I also could not update through the main system OS.

I ultimately had to boot into DOS (FreeDOS 1.2 on a USB stick) and use the cfut4.exe firmware tool that's a part of their Linux downloadable driver package copied to a folder on the DOS USB stick.

I erased the Firmware, Bios, and Settings, then uploaded the T5 FW and the Bios, then rebooted.

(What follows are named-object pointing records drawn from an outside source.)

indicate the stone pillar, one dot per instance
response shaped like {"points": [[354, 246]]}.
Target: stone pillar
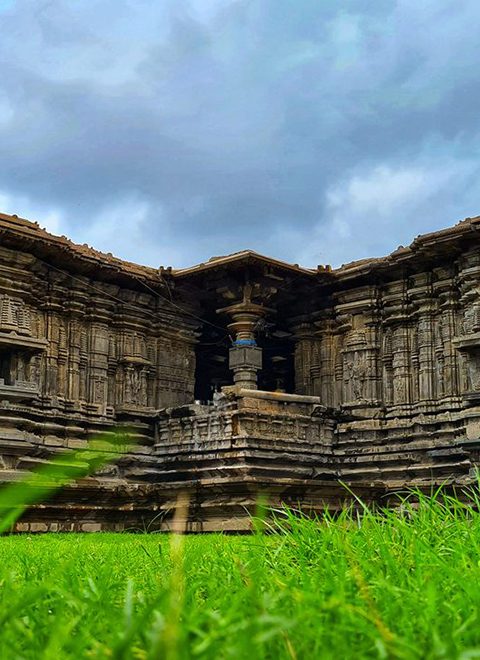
{"points": [[245, 361], [245, 357]]}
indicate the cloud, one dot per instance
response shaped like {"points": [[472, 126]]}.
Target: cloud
{"points": [[215, 125]]}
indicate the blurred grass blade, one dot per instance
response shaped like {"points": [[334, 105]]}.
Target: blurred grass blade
{"points": [[63, 469]]}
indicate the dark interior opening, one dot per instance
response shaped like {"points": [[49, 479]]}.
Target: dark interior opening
{"points": [[212, 369], [7, 367]]}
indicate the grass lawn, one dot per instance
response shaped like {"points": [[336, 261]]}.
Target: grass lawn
{"points": [[398, 585]]}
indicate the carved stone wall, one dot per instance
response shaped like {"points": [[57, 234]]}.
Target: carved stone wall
{"points": [[386, 356]]}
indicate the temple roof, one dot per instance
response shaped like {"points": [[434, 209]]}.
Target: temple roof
{"points": [[245, 257], [20, 233]]}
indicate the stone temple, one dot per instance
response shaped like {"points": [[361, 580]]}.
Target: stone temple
{"points": [[239, 376]]}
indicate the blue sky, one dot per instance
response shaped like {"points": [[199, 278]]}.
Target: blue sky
{"points": [[167, 132]]}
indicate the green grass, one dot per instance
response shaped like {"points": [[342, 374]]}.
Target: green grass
{"points": [[404, 584]]}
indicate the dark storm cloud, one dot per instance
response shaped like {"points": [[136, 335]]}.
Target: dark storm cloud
{"points": [[169, 132]]}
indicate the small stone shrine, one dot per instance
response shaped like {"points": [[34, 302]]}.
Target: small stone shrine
{"points": [[239, 376]]}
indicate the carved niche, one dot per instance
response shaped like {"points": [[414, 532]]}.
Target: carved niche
{"points": [[19, 351]]}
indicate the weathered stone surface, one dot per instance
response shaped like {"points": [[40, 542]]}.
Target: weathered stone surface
{"points": [[372, 372]]}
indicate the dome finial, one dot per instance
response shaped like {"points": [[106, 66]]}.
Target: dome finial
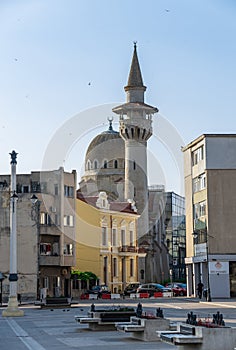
{"points": [[110, 119]]}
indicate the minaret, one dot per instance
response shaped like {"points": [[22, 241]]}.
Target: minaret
{"points": [[136, 129]]}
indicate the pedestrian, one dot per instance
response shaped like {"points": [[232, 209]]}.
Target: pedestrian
{"points": [[200, 289]]}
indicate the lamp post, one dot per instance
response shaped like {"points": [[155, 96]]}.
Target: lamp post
{"points": [[208, 274], [1, 279], [35, 216], [12, 308], [196, 235]]}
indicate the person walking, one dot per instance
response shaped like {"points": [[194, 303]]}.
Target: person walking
{"points": [[200, 289]]}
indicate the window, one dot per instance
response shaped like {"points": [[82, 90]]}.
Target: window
{"points": [[56, 221], [114, 237], [69, 220], [131, 238], [25, 189], [46, 282], [88, 165], [68, 249], [95, 164], [131, 267], [199, 209], [122, 237], [199, 183], [115, 267], [45, 249], [104, 236], [197, 155], [35, 186], [55, 249], [45, 219], [56, 189], [69, 191]]}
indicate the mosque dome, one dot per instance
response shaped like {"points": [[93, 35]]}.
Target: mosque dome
{"points": [[106, 151], [104, 164], [105, 136]]}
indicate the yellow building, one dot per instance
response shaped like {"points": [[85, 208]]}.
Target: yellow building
{"points": [[106, 240]]}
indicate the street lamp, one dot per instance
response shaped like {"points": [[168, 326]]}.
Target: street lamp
{"points": [[35, 216], [196, 235], [12, 308], [1, 279]]}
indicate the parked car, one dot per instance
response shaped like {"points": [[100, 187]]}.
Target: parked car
{"points": [[99, 290], [178, 289], [131, 288], [152, 288]]}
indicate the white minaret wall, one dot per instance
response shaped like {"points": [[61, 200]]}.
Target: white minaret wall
{"points": [[136, 129]]}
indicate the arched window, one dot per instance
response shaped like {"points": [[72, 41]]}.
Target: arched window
{"points": [[88, 165], [95, 164]]}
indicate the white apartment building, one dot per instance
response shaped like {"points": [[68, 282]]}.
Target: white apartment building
{"points": [[210, 191]]}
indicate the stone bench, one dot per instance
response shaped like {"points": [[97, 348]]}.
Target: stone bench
{"points": [[188, 337], [104, 319], [144, 328], [55, 302]]}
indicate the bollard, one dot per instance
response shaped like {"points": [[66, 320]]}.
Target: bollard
{"points": [[139, 310], [191, 319], [159, 313]]}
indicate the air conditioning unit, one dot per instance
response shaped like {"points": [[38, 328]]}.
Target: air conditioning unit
{"points": [[64, 272], [53, 209]]}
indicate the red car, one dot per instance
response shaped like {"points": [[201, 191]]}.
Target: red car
{"points": [[178, 289]]}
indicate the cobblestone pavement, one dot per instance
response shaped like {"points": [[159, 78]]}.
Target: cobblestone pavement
{"points": [[49, 329]]}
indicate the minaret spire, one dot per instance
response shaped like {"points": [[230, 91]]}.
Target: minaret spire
{"points": [[135, 76], [135, 88]]}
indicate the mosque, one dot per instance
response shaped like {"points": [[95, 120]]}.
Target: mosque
{"points": [[116, 165]]}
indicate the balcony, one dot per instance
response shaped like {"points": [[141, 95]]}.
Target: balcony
{"points": [[49, 260], [69, 260], [127, 250]]}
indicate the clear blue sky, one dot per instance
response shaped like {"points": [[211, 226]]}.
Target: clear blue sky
{"points": [[52, 50]]}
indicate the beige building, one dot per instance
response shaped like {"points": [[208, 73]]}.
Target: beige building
{"points": [[45, 232], [116, 163], [210, 177], [107, 240]]}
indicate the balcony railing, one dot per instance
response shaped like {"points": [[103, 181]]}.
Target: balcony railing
{"points": [[128, 249], [49, 260]]}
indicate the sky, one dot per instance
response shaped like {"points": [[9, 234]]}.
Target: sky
{"points": [[64, 64]]}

Got the package from: http://service.chelsio.com/

Strangely, it still doesn't show up in lspci (I'm using FreeBSD) but I am no longer experiencing freezing of the device (there are two that simultaneously would go offline during use, despite having different firmwares before I updated them).

Hope this helps.

----------

## trumee

 *lumaforge wrote:*   

> I also could not update through the main system OS.
> 
> I ultimately had to boot into DOS (FreeDOS 1.2 on a USB stick) and use the cfut4.exe firmware tool that's a part of their Linux downloadable driver package copied to a folder on the DOS USB stick.
> 
> I erased the Firmware, Bios, and Settings, then uploaded the T5 FW and the Bios, then rebooted.
> ...

 

I did try to erase using the cfut4.exe and flashed the T4 FW. However, the card did not work after that. I think the mistake i made was updating it to the latest firmware since it stopped working with linux kernel 4.4.26.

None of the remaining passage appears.